Radio 1 allerdings, immerhin ein öffentlich-rechtlicher Sender, ist sich nicht zu blöd, am selbigen Tag den "Tag der Gartenarbeit"  auszurufen. Wie originell! Wie lustig! Umtriebige Autoren wie Wladimir Kaminer dürfen in der Sendung dann Werbung für ihren Gartenlaubenquatsch in Buchform machen. Ja, das ist er: Der Auftrag der öffentlich-rechtlichen Sendeanstalten! Die Menschen bloß nicht auf dumme Gedanken bringen, oder gar zum Nachdenken. Das Leben ist doch hart genug, da brauchts keine Kritik am Bestehenden.

Das überlassen wir den Vollpfosten von der CDU: Wie jedes Jahr fordern die, das kinderlose Arbeitnehmer mehr Steuern zahlen sollen, weil die nichts für die Rente tun.Nicht, dass ich selbst davon betroffen wäre.
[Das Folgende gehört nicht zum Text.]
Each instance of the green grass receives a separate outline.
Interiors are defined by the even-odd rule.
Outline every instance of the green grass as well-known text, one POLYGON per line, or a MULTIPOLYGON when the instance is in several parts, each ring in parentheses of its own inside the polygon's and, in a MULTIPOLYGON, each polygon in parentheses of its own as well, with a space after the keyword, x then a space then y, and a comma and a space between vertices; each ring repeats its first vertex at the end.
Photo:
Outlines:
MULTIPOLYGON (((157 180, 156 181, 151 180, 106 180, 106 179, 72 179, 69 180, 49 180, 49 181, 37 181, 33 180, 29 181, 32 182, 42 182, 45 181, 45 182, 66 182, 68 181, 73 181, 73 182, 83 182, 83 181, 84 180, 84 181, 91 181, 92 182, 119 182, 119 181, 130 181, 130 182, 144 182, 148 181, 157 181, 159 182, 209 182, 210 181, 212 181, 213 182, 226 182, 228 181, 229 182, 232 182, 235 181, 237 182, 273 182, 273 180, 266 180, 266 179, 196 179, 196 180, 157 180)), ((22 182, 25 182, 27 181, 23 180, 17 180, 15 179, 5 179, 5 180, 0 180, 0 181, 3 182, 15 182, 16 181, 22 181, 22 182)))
Wenn es aber tatsächlich Leute gibt, die sich nicht entsprechend am Rentensystem beteiligen, dann sind das in erster Linie Beamte, Großverdiener und am Aktienmarkt Beteiligte: Wenn die sich nicht sowieso vollends vom solidarischen Rentensystem verabschiedet haben, dann zahlen sie im Verhältnis zu ihrem Einkommen viel zu wenige Beiträge!

Davon abgesehen, dass jedes geborene Kind den Staat mehr kostet, als es später einmal erwirtschaften können wird. Infrastruktur kostet viel Geld: Schule, Bildung, Ausbildung, Spielplätze, um nur ein paar Posten zu nennen. Doch davon spricht keiner. Ebenso wie keiner davon spricht, wie die Sozialsysteme finanziert werden könnten: Wenn man die, die sich daraus längst verabschiedet haben, endlich wieder zur Kasse bittet! Sie nutzen schließlich auch die schöne teure Infrastruktur. Für die von der langsamen Truppe (CDU): Geld da holen, wo es ist!